1. Unify data management

Manage metadata for all data assets in one place

As a best practice, run the lakehouse in a single account with one Unity Catalog. The top-level container of objects in Unity Catalog is a metastore. It stores data assets (such as tables and views) and the permissions that govern access to them. Use a single metastore per cloud region and do not access metastores across regions to avoid latency issues.

The metastore provides a three-level namespace:

Databricks recommends using catalogs to provide segregation across your organization’s information architecture. Often this means that catalogs can correspond to software development environment scope, team, or business unit.

2. Unify data security

Centralize access control

The Databricks Data Intelligence Platform provides methods for data access control, mechanisms that describe which groups or individuals can access what data. These are statements of policy that can be extremely granular and specific, right down to definitions of every record that each individual has access to. Or they can be very expressive and broad, such as all finance users can see all financial data.

Unity Catalog centralizes access controls for files, tables, and views. Each securable object in Unity Catalog has an owner. An object’s owner has all privileges on the object, as well as the permission to grant privileges on the securable object to other principals. Unity Catalog allows to manage privileges, and to configure access control by using SQL DDL statements.

Unity Catalog uses dynamic views for fine-grained access controls so that you can restrict access to rows and columns to the users and groups who are authorized to query them. See Create a dynamic view.

For further information see Security, compliance & privacy - Manage identity and access using least privilege.

Configure audit logging

Databricks provides access to audit logs of activities performed by Databricks users, allowing your enterprise to monitor detailed Databricks usage patterns. There are two types of logs: Workspace-level audit logs with workspace-level events and account-level audit logs with account-level events.

Audit Unity Catalog events

Unity Catalog captures an audit log of actions performed against the metastore. This enables admins to access fine-grained details about who accessed a given dataset and what actions they performed.

Audit data sharing events

For secure sharing with Delta Sharing, Databricks provides audit logs to monitor Delta Sharing events, including:

  • When someone creates, modifies, updates, or deletes a share or a recipient.

  • When a recipient accesses an activation link and downloads the credential.

  • When a recipient accesses shares or data in shared tables.

  • When a recipient’s credential is rotated or expires.

3. Manage data quality

The Databricks Data Intelligence Platform provides robust data quality management with built-in quality controls, testing, monitoring, and enforcement to ensure accurate and useful data is available for downstream BI, analytics, and machine learning workloads.
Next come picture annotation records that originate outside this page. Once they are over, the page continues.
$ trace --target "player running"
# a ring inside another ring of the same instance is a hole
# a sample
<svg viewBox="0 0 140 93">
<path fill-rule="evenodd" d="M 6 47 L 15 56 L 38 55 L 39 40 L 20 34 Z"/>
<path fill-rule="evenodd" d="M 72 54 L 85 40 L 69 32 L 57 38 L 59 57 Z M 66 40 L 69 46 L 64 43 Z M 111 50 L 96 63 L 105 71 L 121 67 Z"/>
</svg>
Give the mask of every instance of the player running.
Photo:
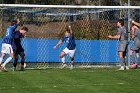
<svg viewBox="0 0 140 93">
<path fill-rule="evenodd" d="M 7 69 L 5 68 L 5 66 L 13 58 L 13 48 L 12 48 L 11 44 L 13 42 L 14 31 L 19 26 L 19 23 L 20 23 L 19 20 L 13 20 L 11 22 L 11 25 L 7 28 L 6 35 L 4 36 L 3 41 L 2 41 L 2 49 L 1 49 L 1 57 L 0 57 L 0 68 L 3 71 L 6 71 L 6 72 L 7 72 Z M 4 59 L 6 54 L 9 54 L 9 57 L 2 64 L 2 60 Z"/>
<path fill-rule="evenodd" d="M 119 39 L 118 56 L 120 58 L 121 68 L 118 70 L 128 70 L 127 62 L 125 62 L 127 46 L 128 46 L 128 35 L 126 28 L 124 27 L 124 21 L 122 19 L 118 20 L 118 33 L 115 36 L 109 35 L 111 39 Z"/>
<path fill-rule="evenodd" d="M 72 32 L 71 26 L 69 26 L 68 28 L 69 29 L 67 29 L 65 32 L 65 36 L 53 48 L 55 49 L 57 46 L 61 45 L 62 42 L 65 42 L 67 44 L 66 48 L 60 54 L 60 58 L 63 62 L 62 68 L 67 66 L 66 62 L 65 62 L 65 55 L 68 54 L 71 59 L 71 69 L 73 69 L 76 44 L 75 44 L 75 39 L 74 39 L 74 35 Z"/>
<path fill-rule="evenodd" d="M 24 70 L 24 62 L 25 62 L 25 53 L 24 49 L 21 45 L 21 40 L 24 38 L 26 32 L 28 32 L 27 27 L 22 27 L 20 30 L 15 31 L 14 33 L 14 42 L 12 44 L 14 50 L 14 64 L 13 64 L 13 71 L 16 70 L 17 61 L 19 59 L 18 55 L 21 57 L 21 67 L 20 70 Z"/>
<path fill-rule="evenodd" d="M 138 26 L 134 25 L 131 27 L 131 31 L 132 31 L 132 38 L 134 40 L 134 45 L 132 47 L 132 49 L 130 50 L 130 56 L 132 58 L 133 62 L 137 62 L 137 64 L 140 62 L 140 55 L 139 55 L 139 51 L 140 51 L 140 29 L 138 28 Z M 133 52 L 136 52 L 136 58 L 137 60 L 134 60 L 134 56 L 133 56 Z"/>
</svg>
See Reliability - Manage data quality.

4. Share data securely and in real-time

Use the open Delta Sharing protocol for sharing data with partners

Delta Sharing provides an open solution for securely sharing live data from your lakehouse to any computing platform. Recipients do not need to be on the Databricks platform, on the same cloud, or on any cloud at all. Delta Sharing is natively integrated with Unity Catalog, enabling organizations to centrally manage and audit shared data across the enterprise and confidently share data assets while meeting security and compliance requirements.
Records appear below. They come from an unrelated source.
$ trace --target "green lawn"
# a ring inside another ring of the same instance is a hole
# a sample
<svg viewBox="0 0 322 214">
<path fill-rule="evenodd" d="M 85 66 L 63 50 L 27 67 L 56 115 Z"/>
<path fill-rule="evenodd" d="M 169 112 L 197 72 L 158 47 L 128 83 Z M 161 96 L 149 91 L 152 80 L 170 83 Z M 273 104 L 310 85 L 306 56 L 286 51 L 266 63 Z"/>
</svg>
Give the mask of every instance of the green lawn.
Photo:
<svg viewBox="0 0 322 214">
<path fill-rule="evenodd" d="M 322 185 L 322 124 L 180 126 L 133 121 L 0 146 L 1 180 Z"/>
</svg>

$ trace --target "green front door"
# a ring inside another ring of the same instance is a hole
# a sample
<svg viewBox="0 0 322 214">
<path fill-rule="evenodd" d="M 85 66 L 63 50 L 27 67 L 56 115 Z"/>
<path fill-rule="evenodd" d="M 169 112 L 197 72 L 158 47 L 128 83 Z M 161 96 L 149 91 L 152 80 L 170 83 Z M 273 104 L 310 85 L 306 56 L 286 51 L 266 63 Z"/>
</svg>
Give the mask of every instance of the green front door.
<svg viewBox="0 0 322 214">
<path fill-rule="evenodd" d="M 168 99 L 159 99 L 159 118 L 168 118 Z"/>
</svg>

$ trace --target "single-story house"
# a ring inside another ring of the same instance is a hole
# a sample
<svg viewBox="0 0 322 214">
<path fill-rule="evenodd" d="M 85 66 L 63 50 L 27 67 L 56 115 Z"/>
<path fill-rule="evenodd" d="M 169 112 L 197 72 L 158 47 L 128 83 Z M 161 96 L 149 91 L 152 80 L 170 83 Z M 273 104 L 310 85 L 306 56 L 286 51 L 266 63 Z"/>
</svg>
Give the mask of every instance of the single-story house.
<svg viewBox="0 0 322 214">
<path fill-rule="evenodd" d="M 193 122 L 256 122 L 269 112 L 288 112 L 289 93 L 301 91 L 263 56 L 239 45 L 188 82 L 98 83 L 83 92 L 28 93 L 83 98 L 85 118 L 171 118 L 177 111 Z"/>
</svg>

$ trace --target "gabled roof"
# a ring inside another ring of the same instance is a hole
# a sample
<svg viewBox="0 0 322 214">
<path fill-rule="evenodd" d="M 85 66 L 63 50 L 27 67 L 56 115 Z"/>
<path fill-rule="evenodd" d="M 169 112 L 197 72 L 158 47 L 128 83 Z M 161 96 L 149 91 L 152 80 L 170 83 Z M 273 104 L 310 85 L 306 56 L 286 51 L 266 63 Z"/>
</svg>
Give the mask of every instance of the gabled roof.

Data providers can share live data from where it resides in their cloud storage without replicating or moving it to another system. This approach reduces the operational costs of data sharing because data providers don’t have to replicate data multiple times across clouds, geographies, or data platforms to each of their data consumers.

Use Databricks-to-Databricks Delta Sharing between Databricks users

If you want to share data with users who don’t have access to your Unity Catalog metastore, you can use Databricks-to-Databricks Delta Sharing, as long as the recipients have access to a Databricks workspace that is enabled for Unity Catalog. Databricks-to-Databricks sharing lets you share data with users in other Databricks accounts, across cloud regions, across cloud providers. It’s a great way to securely share data across different Unity Catalog metastores in your own Databricks account.